Epimarptis septicodes

Scientific classification
- Domain: Eukaryota
- Kingdom: Animalia
- Phylum: Arthropoda
- Class: Insecta
- Order: Lepidoptera
- Family: Epimarptidae
- Genus: Epimarptis
- Species: E. septicodes
- Binomial name: Epimarptis septicodes Meyrick, 1917
- Synonyms: [?] Epermenia septicodes (Meyrick, 1917);

= Epimarptis septicodes =

- Authority: Meyrick, 1917
- Synonyms: [?] Epermenia septicodes (Meyrick, 1917)

Species of moth

Epimarptis septicodes is a moth in the family Epimarptidae. It was described by Edward Meyrick in 1917. It is found in Sri Lanka.

==Description==
From the original description, the wingspan is about 14 mm. The forewings are deep yellow ochreous, the base of the costa suffused with blackish grey, and with some scattered scales along it to the middle.
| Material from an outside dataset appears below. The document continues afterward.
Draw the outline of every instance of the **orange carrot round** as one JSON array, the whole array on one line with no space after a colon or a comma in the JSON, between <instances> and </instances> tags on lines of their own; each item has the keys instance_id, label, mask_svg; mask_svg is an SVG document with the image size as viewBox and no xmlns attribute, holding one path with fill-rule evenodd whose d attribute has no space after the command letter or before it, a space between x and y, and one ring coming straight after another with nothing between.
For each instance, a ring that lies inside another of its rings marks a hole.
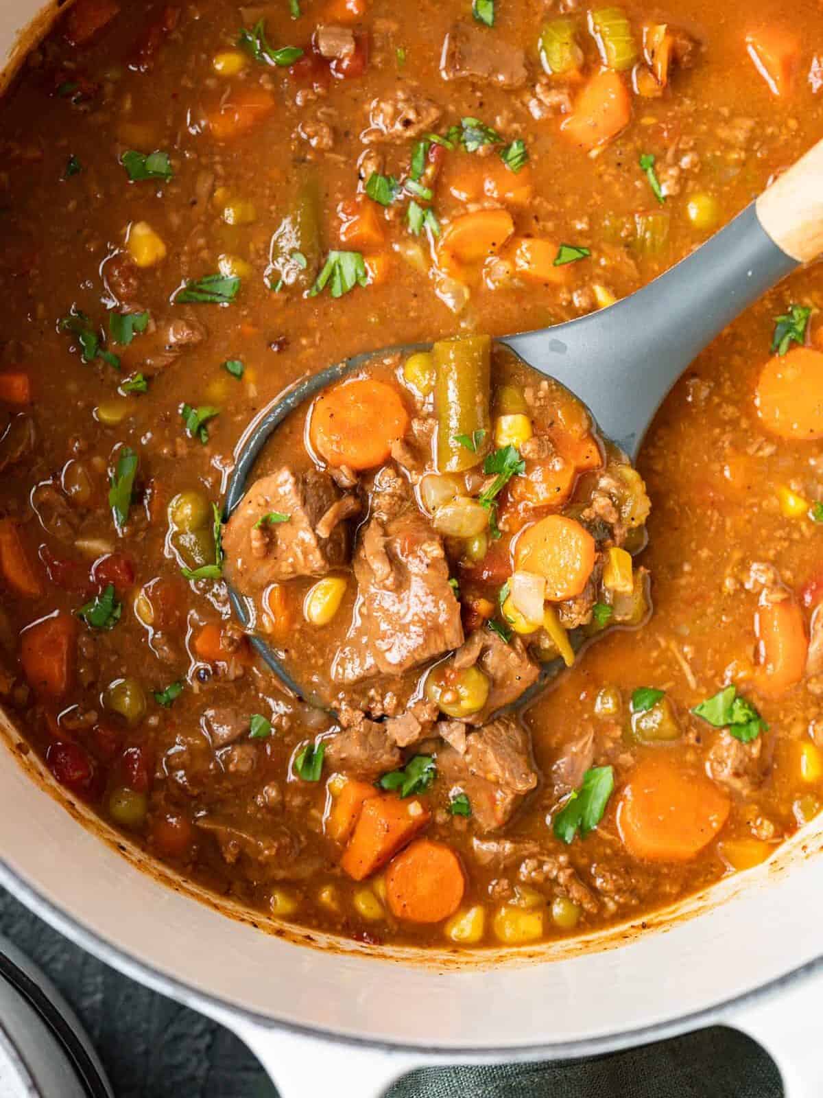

There is a narrow irregular blackish-grey fascia from the middle of the dorsum towards the middle of the costa, but not reaching it, as well as a transverse blackish-grey spot from the tornus not reaching the costa, and another crossing the wing midway between this and the apex, connected with it by a terminal streak. The hindwings are grey.

Previously the taxon had entered to databases as the combination Epermenia septicodes but which may have no published justification, but if so would be a later recombination, but not in accordance with several studies that treat Epimarptis as a valid genus.